On the surface, data lakes seem like a smooth idea. Instead of planning and building complex integrations and carefully constructed data models for analytics, you simply copy everything by default to commodity storage running HDFS (or Gluster or the likes) -- and worry about schemas and so on when you decide what job you want to run.
Yet making a full copy of your data simply to analyze it still gives people -- particularly those in authority -- pause. The infrastructure for a data lake may cost pennies on the dollar compared to a SAN, but it’s a chunk of change nonetheless, and there are many security, synchronization, and regulatory issues to consider.
That’s why I think this year’s buzzphrase will be “analyze in place” -- that is, using distributed computing technologies to do the analysis without copying all of your data onto another storage medium. To be truthful, “analyze in place” is not a 100 percent accurate description. The idea is to analyze the data “in memory” somewhere else, but in collaboration with the existing system rather than replacing it entirely.
The core challenges for analyzing in place will be the following:
- The load on the source system
- The latency or speed of getting data from the source system into memory for analytics
- The complicated security rules necessary to make all of this work
- The costs of cooperation
The chief benefit of analyzing in place is to avoid an incredible feat of social engineering. (My department, my data, my system, my zone of control, and my accountability, so no, you can’t have a full copy because I said so and I have the authority to say no and if I don’t I’ll slow-walk you to oblivion because I’ve outlasted kids like you for decades.) Also, you get security in context, simpler operations (not having another storage system to administer), and more.

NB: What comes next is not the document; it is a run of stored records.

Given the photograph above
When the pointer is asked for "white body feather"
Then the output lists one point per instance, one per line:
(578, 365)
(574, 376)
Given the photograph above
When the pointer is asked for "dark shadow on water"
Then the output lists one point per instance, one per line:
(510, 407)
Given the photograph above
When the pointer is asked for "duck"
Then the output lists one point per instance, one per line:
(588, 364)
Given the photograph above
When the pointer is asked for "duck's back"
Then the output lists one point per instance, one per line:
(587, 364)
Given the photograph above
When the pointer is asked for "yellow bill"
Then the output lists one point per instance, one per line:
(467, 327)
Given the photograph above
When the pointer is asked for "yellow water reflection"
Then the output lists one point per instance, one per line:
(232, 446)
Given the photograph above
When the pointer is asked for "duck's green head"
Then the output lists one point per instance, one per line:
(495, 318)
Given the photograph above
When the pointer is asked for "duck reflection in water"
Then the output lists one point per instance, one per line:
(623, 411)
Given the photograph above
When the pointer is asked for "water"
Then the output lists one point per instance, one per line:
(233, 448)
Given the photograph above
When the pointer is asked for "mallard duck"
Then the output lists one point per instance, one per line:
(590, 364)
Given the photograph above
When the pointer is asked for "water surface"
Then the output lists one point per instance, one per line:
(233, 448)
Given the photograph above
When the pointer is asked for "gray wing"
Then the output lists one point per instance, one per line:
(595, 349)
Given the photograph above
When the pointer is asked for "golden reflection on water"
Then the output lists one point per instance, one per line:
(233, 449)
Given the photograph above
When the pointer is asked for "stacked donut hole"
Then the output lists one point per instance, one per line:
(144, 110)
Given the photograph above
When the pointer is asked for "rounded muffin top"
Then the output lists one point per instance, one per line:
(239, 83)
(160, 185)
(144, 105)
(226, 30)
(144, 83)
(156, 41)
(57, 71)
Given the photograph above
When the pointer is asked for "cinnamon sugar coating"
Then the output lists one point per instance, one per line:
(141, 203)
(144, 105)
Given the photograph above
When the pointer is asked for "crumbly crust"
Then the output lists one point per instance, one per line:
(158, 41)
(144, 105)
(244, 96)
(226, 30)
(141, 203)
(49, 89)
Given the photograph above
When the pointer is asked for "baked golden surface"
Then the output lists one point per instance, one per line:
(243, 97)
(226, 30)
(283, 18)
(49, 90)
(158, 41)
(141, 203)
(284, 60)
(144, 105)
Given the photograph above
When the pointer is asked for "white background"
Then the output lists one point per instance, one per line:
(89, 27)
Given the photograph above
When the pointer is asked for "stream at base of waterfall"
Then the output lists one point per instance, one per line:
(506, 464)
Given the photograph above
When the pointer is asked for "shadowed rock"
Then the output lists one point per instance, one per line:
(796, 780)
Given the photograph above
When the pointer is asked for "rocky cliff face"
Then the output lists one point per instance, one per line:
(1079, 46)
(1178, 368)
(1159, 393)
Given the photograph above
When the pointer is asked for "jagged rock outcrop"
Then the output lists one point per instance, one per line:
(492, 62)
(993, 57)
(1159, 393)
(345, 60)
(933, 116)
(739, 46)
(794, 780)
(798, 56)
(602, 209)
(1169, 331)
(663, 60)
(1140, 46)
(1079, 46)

There are plenty of good reasons to use a distributed file system -- and, frankly, SANs were a big fat farce upon us all. However, "I just want to analyze the data I already store elsewhere" may not always be one of those reasons.
Latency and load
There’s no way around load and latency cost. If I can analyze terabytes of data in seconds, but can move only a gigabyte at a time to my Spark cluster, then the total operation time is those seconds plus the copy time. Also, you still have to pick the data out of the source system.
We use the phrase "predicate pushdown" to mean if you don’t have an index on your RDBMS, then the time to get the data to your analytics system will be equal to the time it takes for your hair to fall out. Essentially your analytics system is passing the "where" clause along to the source system.
Right now, if you’re doing this in Spark, you need to balance the predicate pushdown (that is, network optimization) against pulling your source system over (execution costs). It’s exactly as if there is no magic and we're doing a giant query against the source system and copying it into another cluster’s memory for further analysis.
Sometimes to make this work you may have to shore up the source system. That may take time -- and by the way, it's not a sexy big data project. It may be a fatter server for the Oracle team. As a guy with a sales role for a consultancy, I get a headache from this because I hear “long sales cycle.” It may also be costlier than the lake approach; it will definitely be costlier in terms of labor. The deal is that in many cases, analyze in place is the only approach that can work.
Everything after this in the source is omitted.